Feature #4965
openSuricata should detect application layer protocol underneath SOCKS
Description
Related issue: https://redmine.openinfosecfoundation.org/issues/2513
Suricata should apply application layer protocol parsers to protocols being tunneled through SOCKS.
Currently, an HTTP request being proxied through a SOCKS tunnel does not get recognized by the HTTP application layer parser.

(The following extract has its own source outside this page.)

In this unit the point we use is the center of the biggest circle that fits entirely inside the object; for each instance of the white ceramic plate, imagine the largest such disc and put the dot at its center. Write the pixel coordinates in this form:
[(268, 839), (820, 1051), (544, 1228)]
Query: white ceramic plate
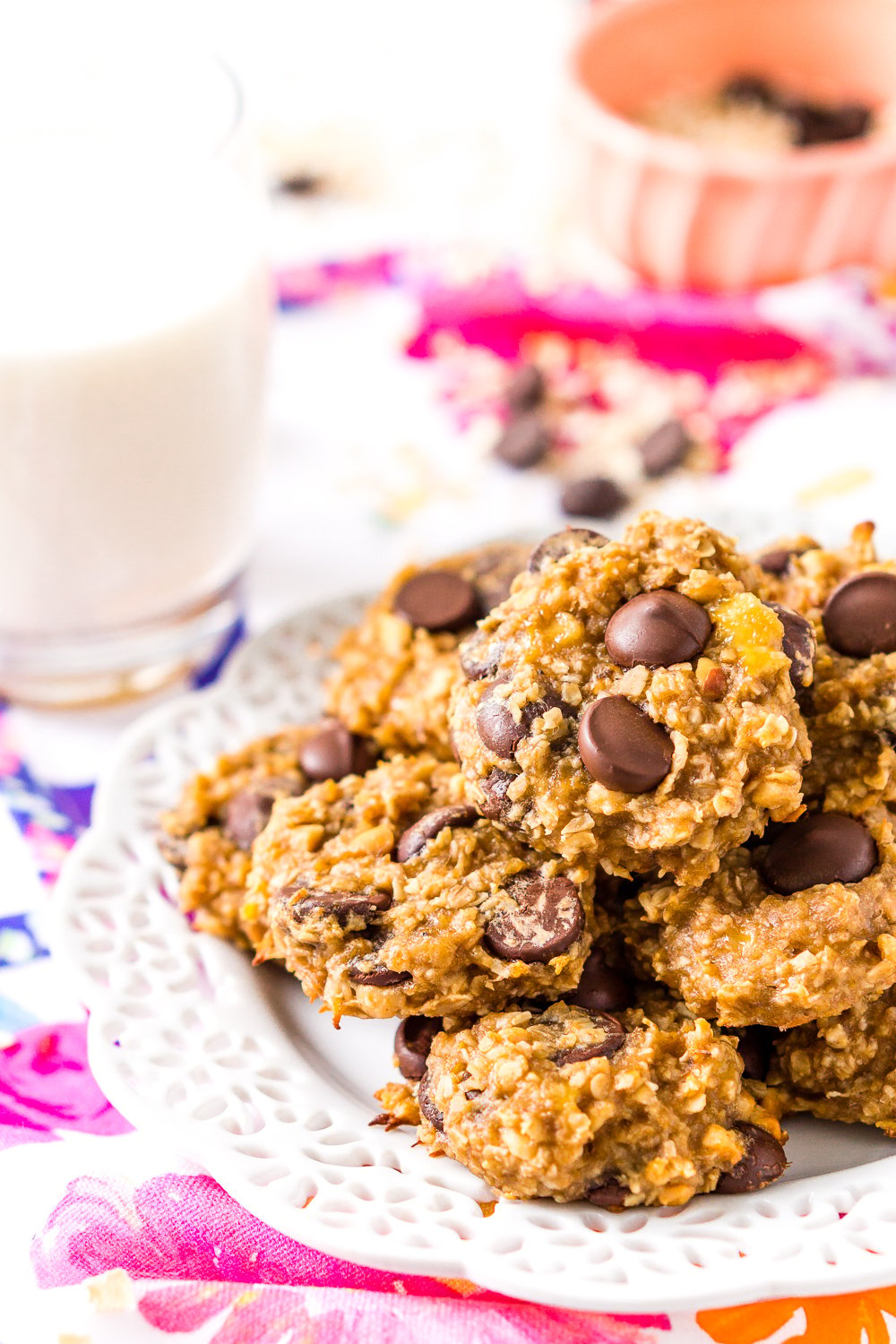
[(236, 1067)]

In my opinion, an HTTP request through a tunnel is still an HTTP request and should match against http.* keywords.
Likely there will need to be some keyword(s) to control this behaviour, eg. such that a signature writer could bypass the tunnel decapsulation and match traffic that pretends to be SOCKS but is not.
Ideally, this feature could be expanded in the future to apply to other types of tunneling protocols.
Files
Updated by Brandon Murphy 26 days ago
- File aa391f05-780d-4a98-a520-eff3a436b3cf_SOCKS_only.pcap aa391f05-780d-4a98-a520-eff3a436b3cf_SOCKS_only.pcap added
attached pcap of malware using SOCKS proxy. We're not able to use http protocol on this and instead forced to do unbuffered content matches.
reference: https://app.any.run/tasks/aa391f05-780d-4a98-a520-eff3a436b3cf
Note: Within wireshark, i had to set the SOCKS port to 9200 (default i think was 1080). Once I did that, everything decoded correctly.